Patrick schreibt von Miniaturen, die sich verdichten. Falls »Caught by the Tides« er überhaupt eine Handlung erzählt, geschieht dies entschieden situativ, episodisch und assoziierend. Es geht immer wieder um Menschen, die zurückbleiben, während andere gehen. Hauptdarstellerin Zhao Tao verkörpert weniger eine Figur (obwohl es sich trifft, dass sie schon in vorangegangenen Filmen den Rollennamen Qiao trägt), sondern fungiert als eine Art Gästeführerin durch die Verwerfungen, von denen die chinesische Gesellschaft seit der Jahrtausendwende ergriffen wird. Jia bewundert ihre Fähigkeit, "sich schnell an einen Ort einzufügen." So geleitet sie durch einen hinreißenden, betörenden Flickenteppich, der birst vor poetischer Fundstücke: der Kopf einer schlafenden Frau ruht auf einer Blume; aus einem Steinbruch ragt ein einzelner Kinderstiefel hervor, dann eine Barbiepuppe oder ist ein verbleichendes Familienfoto in den Bauschutt drapiert.
In »Caught by the tides« entsteht dabei ein großer, notwendig brüchiger Zusammenhang. Ein eigenes filmisches Universum formiert sich. Mit dem Film hat Jia Zhang-ke seine persönliche Konsequenz gezogen aus der Corona-Pandemie: Als das Drehen unmöglich war, befragte er einfach das eigene Archiv. Dennoch stellt sich mir die Frage nach dem Planvollen: Waren die gedrehten, vorerst ausgemusterten Elemente für eine spätere Verwendung gedacht? Ein anderer Filmemacher kommt mir hierbei in den Sinn, der die Beschränkungen der Pandemie ebenfalls kreativ nutzte: Pedro Almodóvar. Über dessen Halbstünder »The Human Voice« habe ich im Eintrag "Ein Werkzeugkasten" vom 2. August 2022 geschrieben., Darin erwähne ich, dass Jean Cocteaus Einpersonenstück bereits in »Frauen am Rande des Nervenzusammenbruchs« und »Das Gesetz der Begierde« eine wichtige Rolle spielt. Letzteren habe ich mir unlängst noch einmal angesehen, weil er im Rahmen einer Reihe im Filmarchiv Austria über das Kino der "Transicion", der Übergangszeit nach Francos Tod lief. Das Wiedersehen öffnete mir schlagartig die Augen dafür, wie entschlossen dieser Film 1987 in Almodóvars Zukunft weist.
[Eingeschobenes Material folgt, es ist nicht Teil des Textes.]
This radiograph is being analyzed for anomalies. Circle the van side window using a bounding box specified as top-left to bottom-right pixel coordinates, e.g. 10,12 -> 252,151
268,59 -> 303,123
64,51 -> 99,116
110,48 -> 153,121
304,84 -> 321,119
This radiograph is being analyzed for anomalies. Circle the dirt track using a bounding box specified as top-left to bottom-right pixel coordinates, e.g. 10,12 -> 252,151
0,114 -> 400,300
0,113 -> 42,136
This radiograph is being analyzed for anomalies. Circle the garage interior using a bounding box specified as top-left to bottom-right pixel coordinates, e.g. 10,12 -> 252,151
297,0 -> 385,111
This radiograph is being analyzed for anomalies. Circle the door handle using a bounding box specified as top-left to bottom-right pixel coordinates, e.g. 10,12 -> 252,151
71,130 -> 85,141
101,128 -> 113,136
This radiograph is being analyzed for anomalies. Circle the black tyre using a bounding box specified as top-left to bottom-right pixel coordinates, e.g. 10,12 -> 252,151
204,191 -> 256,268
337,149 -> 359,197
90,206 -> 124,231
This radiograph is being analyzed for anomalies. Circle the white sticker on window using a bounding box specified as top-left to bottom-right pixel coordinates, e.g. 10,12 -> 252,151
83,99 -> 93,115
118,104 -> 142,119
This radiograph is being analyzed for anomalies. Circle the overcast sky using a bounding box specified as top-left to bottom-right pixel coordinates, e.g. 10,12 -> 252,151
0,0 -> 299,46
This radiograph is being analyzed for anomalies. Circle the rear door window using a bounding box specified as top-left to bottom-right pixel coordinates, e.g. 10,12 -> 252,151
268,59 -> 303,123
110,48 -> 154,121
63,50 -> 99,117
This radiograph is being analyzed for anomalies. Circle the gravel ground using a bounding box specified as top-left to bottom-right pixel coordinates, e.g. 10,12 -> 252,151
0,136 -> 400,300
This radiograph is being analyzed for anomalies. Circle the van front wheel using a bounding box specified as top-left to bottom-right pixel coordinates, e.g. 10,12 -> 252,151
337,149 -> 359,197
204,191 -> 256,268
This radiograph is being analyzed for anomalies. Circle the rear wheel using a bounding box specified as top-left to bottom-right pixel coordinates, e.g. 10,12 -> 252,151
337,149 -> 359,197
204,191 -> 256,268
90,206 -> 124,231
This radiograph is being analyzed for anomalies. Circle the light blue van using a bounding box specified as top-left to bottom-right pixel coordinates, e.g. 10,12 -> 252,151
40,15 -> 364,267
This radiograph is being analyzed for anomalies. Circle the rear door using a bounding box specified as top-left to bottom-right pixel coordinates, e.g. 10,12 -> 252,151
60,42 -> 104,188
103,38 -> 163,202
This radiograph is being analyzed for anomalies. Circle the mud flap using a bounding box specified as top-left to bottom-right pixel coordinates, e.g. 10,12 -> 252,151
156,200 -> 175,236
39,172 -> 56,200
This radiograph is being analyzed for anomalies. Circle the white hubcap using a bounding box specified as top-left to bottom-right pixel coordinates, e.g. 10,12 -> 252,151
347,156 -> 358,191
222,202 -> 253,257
Er beschreibt mithin die gegenläufige Bewegung zu der, die sein chinesischer Kollege einschlägt. Faszinierend, wie in beiden Filmen (und Oeuvres!) die Affekte und Objekte auf je eigene Weise zirkulieren.
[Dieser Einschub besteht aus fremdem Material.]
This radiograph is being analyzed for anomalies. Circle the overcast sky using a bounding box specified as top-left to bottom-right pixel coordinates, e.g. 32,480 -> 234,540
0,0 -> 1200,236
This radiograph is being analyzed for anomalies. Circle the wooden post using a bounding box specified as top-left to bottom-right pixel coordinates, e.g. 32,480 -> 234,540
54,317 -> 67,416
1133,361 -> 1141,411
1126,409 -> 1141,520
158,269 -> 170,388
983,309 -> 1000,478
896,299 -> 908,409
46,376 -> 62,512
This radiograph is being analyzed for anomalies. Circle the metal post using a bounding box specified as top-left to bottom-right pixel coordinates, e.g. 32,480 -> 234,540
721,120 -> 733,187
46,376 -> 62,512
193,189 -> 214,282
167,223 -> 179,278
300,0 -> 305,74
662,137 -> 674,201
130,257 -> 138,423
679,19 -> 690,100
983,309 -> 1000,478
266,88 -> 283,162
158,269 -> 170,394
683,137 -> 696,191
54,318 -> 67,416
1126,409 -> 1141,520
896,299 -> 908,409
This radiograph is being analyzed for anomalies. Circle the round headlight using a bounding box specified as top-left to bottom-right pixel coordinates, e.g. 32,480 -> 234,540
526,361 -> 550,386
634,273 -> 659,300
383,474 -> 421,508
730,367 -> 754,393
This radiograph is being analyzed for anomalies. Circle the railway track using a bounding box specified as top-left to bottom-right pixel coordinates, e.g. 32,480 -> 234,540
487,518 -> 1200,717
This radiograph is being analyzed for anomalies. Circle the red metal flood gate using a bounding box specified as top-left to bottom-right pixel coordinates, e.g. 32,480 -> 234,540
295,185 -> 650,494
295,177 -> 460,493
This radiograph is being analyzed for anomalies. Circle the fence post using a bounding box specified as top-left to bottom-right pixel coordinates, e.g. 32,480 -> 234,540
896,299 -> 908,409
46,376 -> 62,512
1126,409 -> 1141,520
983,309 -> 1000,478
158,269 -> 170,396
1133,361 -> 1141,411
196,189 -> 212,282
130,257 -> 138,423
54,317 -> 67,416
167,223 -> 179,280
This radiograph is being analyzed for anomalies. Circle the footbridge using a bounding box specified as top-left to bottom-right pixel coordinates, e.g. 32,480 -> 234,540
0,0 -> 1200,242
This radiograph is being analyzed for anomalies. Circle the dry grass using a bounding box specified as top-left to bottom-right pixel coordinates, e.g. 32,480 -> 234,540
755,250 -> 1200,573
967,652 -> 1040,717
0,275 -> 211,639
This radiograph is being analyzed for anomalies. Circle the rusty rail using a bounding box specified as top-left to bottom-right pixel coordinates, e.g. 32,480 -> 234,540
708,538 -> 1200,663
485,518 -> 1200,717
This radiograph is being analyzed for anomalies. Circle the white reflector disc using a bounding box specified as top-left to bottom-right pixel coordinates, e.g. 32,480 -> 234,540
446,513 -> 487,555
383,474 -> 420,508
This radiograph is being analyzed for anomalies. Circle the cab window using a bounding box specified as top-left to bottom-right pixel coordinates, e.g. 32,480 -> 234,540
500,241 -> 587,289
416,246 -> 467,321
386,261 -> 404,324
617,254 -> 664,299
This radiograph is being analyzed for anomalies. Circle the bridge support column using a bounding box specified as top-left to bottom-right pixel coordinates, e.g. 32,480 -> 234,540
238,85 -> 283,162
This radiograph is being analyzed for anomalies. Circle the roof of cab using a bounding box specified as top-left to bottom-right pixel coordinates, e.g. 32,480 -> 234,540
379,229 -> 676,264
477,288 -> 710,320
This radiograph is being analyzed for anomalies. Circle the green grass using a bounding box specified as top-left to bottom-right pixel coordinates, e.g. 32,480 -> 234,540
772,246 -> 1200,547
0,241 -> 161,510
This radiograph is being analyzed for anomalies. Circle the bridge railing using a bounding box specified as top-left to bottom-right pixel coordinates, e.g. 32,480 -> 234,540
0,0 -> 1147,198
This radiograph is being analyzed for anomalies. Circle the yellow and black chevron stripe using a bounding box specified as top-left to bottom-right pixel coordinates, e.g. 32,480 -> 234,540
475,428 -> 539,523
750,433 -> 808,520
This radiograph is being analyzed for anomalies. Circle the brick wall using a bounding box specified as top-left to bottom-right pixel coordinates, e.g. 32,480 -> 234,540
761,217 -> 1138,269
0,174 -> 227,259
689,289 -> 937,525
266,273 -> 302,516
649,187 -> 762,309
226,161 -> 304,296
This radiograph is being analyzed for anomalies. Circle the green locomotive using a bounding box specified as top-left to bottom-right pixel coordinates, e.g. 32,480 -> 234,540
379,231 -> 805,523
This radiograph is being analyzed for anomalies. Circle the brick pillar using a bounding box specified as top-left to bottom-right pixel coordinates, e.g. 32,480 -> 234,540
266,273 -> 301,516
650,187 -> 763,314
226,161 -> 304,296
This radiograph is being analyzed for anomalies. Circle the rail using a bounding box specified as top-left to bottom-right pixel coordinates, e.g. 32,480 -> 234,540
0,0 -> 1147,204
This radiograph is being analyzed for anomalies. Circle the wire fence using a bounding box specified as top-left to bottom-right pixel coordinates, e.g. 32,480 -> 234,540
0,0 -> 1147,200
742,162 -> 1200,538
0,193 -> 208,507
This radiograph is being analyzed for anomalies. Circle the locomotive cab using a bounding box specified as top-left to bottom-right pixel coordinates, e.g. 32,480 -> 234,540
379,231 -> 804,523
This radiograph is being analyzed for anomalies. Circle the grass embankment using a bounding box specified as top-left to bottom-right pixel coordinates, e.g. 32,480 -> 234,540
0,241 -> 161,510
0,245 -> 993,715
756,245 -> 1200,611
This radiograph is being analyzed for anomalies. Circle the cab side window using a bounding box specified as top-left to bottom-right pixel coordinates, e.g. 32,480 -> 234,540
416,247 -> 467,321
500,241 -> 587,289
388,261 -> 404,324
Der Spanier erprobt zahlreiche Personenkonstellationen, die er später wieder aufgreifen wird. Die Figur des Regisseurs, der sein eigenes Leben (sowie sein Umfeld) in ein Drehbuch verwandelt und dabei in haarsträubende melodramatische Verstrickungen gerät, formuliert er 2004 neuerlich in »La mala educación – Schlechte Erziehung« aus. Der Regisseur aus »Das Gesetz der Begierde« probt aber eben auch »Die menschliche Stimme« von Cocteau für ein Theater in Madrid. Natürlich sieht die Inszenierung ganz anders als als später mit Tilda Swinton. Die kleine Nichte des Filmemachers überquert mechanisch die Bühne, auf der Carmen Maura die Selbstzerfleischung der einsamen Frau am Telefon darstellt. Das Theaterplakat ist übrigens ein dreistes, hübsch einfallsreiches Plagiat des Posters, das Saul Bass für »The Human Factor« von Otto Preminger entwarf.
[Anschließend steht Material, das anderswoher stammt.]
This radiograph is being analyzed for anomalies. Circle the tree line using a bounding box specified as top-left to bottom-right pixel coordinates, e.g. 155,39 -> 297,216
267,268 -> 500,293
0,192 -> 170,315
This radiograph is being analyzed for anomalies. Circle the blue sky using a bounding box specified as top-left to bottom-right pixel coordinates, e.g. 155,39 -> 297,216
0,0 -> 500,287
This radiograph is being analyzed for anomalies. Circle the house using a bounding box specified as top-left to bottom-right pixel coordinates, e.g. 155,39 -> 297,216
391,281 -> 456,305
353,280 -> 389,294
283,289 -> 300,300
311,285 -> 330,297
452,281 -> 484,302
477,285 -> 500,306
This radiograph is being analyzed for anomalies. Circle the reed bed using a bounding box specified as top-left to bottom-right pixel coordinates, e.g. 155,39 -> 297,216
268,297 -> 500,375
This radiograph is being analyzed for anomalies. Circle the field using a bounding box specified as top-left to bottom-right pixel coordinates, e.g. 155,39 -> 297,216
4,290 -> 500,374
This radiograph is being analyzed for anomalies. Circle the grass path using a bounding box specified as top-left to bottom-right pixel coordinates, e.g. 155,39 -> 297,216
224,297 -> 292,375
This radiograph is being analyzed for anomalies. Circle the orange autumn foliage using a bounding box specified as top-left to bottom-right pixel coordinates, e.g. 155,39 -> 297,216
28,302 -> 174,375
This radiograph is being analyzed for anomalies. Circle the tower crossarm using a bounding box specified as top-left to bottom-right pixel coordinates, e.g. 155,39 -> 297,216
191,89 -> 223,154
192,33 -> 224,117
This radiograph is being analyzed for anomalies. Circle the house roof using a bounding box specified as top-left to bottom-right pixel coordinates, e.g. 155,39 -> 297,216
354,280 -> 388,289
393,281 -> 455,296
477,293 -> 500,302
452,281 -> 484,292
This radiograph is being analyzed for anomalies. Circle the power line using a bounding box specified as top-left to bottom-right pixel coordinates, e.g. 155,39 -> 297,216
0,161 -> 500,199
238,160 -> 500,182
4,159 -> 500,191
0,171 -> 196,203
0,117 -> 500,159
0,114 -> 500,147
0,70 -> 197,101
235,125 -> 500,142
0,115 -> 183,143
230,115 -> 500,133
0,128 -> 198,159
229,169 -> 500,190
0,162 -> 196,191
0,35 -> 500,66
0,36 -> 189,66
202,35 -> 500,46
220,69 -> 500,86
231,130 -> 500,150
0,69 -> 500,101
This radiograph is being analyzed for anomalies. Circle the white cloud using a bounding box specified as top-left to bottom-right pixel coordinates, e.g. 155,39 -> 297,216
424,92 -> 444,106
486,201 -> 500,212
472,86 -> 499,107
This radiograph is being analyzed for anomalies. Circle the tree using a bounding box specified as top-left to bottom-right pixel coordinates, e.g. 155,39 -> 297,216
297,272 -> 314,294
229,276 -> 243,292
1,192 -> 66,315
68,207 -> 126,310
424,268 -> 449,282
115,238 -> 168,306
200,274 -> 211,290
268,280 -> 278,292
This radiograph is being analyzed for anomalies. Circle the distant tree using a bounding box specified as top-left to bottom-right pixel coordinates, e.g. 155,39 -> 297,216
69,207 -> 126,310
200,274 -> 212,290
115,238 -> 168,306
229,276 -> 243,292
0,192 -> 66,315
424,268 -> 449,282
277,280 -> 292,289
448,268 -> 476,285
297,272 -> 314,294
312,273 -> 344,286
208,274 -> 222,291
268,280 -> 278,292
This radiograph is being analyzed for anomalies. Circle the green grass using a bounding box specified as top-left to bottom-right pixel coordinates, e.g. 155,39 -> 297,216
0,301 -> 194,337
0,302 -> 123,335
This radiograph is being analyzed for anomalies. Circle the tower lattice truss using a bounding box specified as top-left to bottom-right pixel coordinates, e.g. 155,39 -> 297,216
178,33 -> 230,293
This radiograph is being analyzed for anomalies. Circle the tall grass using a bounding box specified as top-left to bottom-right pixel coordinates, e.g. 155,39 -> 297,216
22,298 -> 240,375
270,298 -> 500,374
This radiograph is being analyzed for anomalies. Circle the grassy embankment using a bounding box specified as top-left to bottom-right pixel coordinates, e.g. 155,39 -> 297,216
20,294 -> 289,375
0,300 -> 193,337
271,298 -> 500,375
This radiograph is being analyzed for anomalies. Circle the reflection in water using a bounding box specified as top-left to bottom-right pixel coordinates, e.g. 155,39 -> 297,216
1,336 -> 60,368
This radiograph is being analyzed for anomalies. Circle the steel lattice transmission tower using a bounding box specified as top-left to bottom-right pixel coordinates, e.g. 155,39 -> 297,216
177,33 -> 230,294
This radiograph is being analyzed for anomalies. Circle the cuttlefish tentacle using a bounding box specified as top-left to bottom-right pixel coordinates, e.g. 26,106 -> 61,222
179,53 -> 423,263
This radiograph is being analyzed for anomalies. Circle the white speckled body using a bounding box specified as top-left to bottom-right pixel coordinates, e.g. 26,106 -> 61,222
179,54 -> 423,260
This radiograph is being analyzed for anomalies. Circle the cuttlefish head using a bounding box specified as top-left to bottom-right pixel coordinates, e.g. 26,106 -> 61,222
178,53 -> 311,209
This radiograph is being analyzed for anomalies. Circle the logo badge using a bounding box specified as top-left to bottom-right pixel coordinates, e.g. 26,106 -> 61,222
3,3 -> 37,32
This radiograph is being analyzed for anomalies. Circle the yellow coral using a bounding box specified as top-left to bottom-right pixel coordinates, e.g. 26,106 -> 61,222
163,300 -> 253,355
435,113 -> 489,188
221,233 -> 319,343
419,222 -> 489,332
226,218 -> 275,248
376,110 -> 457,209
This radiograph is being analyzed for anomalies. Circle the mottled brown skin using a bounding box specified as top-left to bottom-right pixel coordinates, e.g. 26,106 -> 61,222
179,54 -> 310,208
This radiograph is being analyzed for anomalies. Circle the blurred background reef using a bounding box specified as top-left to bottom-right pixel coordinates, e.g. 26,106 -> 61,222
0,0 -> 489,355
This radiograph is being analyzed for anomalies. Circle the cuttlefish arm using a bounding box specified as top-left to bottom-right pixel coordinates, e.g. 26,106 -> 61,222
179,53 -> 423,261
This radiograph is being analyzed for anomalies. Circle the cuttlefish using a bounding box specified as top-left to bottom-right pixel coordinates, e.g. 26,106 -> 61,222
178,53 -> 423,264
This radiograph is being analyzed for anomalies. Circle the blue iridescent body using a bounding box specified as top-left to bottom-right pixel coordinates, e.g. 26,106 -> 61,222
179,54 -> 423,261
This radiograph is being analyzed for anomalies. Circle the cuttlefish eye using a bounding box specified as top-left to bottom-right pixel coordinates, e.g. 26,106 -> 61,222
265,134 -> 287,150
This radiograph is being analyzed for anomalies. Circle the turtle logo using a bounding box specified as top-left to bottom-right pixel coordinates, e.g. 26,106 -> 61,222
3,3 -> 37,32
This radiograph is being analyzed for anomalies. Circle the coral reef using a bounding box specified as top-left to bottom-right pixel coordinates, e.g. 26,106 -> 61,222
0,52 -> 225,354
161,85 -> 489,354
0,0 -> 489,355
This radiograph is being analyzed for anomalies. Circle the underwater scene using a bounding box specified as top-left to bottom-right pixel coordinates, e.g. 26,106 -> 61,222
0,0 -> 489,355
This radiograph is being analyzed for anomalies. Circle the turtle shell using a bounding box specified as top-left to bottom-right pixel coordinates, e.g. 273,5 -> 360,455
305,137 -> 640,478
Diese Version des Cocteaustücks ist ein neuralgischer Punkt im Film, an dem die leibliche Mutter des Mädchens nach Jahren des Schweigens plötzlich auftaucht, gespielt von Bibi Anderson, die ich zuerst gar nicht erkannte. (Es geht ohnehin ziemlich verworren zu.) Ganz offensichtlich ließ Almodóvar das Drama nicht los. Auch er also ein Regisseur, der sein Gesamtwerk stets fest im Blick hat.